Pakistan has sent two flights of aid, one with 50 members of a search and rescue team and one with relief supplies. Wednesday will see the beginning of daily aid flights to Turkey and Syria, according to the government, and Prime Minister Shehbaz Sharif has established a relief fund and urged individuals to make generous contributions. All government employees are contributing a day's salary, and the federal cabinet is contributing a month's salary.

In addition to an emergency medical team and 76 search-and-rescue specialists with equipment and dogs, Britain is sending them to Turkey. Additionally, the United Kingdom claims to be in communication with the United Nations regarding providing aid to Syrian victims.

Turkey will receive specially trained dog squads, equipment, and 100 search and rescue personnel from India's Natural Disaster Response Force for relief efforts. The Ministry of External Affairs said in a statement that medical teams with trained doctors, paramedics, and essential medicines are also prepared.

Turkey will receive 13 tons of equipment, five search dogs, and 130 members of Taiwan's rescue team. According to Interior Minister Lin Yu-chang, one group left late on Monday for Turkey, and another was sent on Tuesday. Taiwan had previously stated that it would give Turkey $200,000.

22 rescuers and 14 dogs from the Swiss rescue dog service REDOG will travel to Turkey.
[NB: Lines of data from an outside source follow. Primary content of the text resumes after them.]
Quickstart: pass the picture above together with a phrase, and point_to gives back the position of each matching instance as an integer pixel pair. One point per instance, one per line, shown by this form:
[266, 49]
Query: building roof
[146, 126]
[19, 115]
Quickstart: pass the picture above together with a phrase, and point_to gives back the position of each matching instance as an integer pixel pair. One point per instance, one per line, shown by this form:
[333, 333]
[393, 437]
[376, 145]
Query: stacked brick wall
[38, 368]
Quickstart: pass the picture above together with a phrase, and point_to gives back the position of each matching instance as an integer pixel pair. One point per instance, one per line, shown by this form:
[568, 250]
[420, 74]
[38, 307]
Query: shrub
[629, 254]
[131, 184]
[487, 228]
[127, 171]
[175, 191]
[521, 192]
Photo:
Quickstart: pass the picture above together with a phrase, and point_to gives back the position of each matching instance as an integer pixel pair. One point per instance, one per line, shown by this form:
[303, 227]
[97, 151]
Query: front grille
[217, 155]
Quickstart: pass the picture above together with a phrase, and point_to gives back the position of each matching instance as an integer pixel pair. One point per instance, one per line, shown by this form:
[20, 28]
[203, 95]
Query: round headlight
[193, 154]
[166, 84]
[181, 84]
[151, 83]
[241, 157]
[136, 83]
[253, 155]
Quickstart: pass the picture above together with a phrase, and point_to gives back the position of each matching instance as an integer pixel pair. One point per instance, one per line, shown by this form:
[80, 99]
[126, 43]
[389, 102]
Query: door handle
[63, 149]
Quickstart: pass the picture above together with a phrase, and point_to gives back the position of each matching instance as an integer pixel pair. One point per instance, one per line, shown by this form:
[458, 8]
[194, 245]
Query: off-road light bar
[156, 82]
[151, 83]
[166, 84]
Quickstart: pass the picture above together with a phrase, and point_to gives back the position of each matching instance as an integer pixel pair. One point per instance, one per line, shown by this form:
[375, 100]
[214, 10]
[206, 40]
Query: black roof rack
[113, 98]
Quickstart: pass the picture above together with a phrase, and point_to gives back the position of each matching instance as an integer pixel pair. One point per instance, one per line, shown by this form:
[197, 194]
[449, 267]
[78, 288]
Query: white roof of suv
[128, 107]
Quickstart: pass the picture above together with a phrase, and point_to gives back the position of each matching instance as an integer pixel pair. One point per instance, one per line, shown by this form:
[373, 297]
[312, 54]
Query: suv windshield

Additionally, the government stated that it would send 80 specialists in search and rescue to the nation, including army disaster specialists.

68 rescuers, including firefighters, doctors, structural engineers, and experts with sniffer dogs, are being sent to Turkey by the Czech Republic.

A group of approximately 75 rescue workers from Japan is heading to Turkey.

84 soldiers from an Austrian military disaster relief unit have offered to go to Turkey.

Poland is delivering equipment to Turkey along with 76 trained firefighters and eight dogs.

Two military aircraft are delivering specialized personnel and supplies to Turkey from Romania.

Turkey will receive rescue vehicles, 40 personnel, ten dogs, and rescue equipment from Croatia.

21 rescuers and three liaison officers will be sent to Turkey by Serbia.

At least 24 firefighters from Montenegro are heading to Turkey.

55 rescue workers, according to the president of Moldova, have been sent to Turkey.

Turkey will receive rescue teams from France.

On behalf of King Abdullah II, Jordan is providing Turkey and Syria with urgent assistance.

According to Mexico's secretary of foreign affairs, the nation will send rescue specialists and equipment to Turkey.

Turkey will receive urgent humanitarian assistance from Egypt.

The Civil Protection Agency of Italy has offered Turkey assistance. The Italian military claims that transport flights will transport equipment in addition to health and other personnel as a firefighting team was preparing to depart from Pisa.

In addition to providing food, blankets, tents, and other necessities, New Zealand is contributing $316,000 to the Syrian Arab Red Crescent and $632,000 to the Turkish Red Crescent.

The Turkish Red Crescent and the Syrian Red Crescent will each receive $200,000 in humanitarian assistance from the China Red Cross Society.

Turkey has received emergency teams from Albania and Kosovo to assist in search and rescue. Firefighters, members of the army, and medical personnel make up the 53-strong team from Albania.

Through the International Federation of Red Cross and Red Crescent Societies, Finland will provide humanitarian assistance in the amounts of one million euros to Syria and Turkey. People who have lost their homes will benefit from the assistance in the form of food, shelter, medical supplies, and psychosocial support.

In support of the victims, the Orthodox Church of Greece has announced a charity drive and prayer services.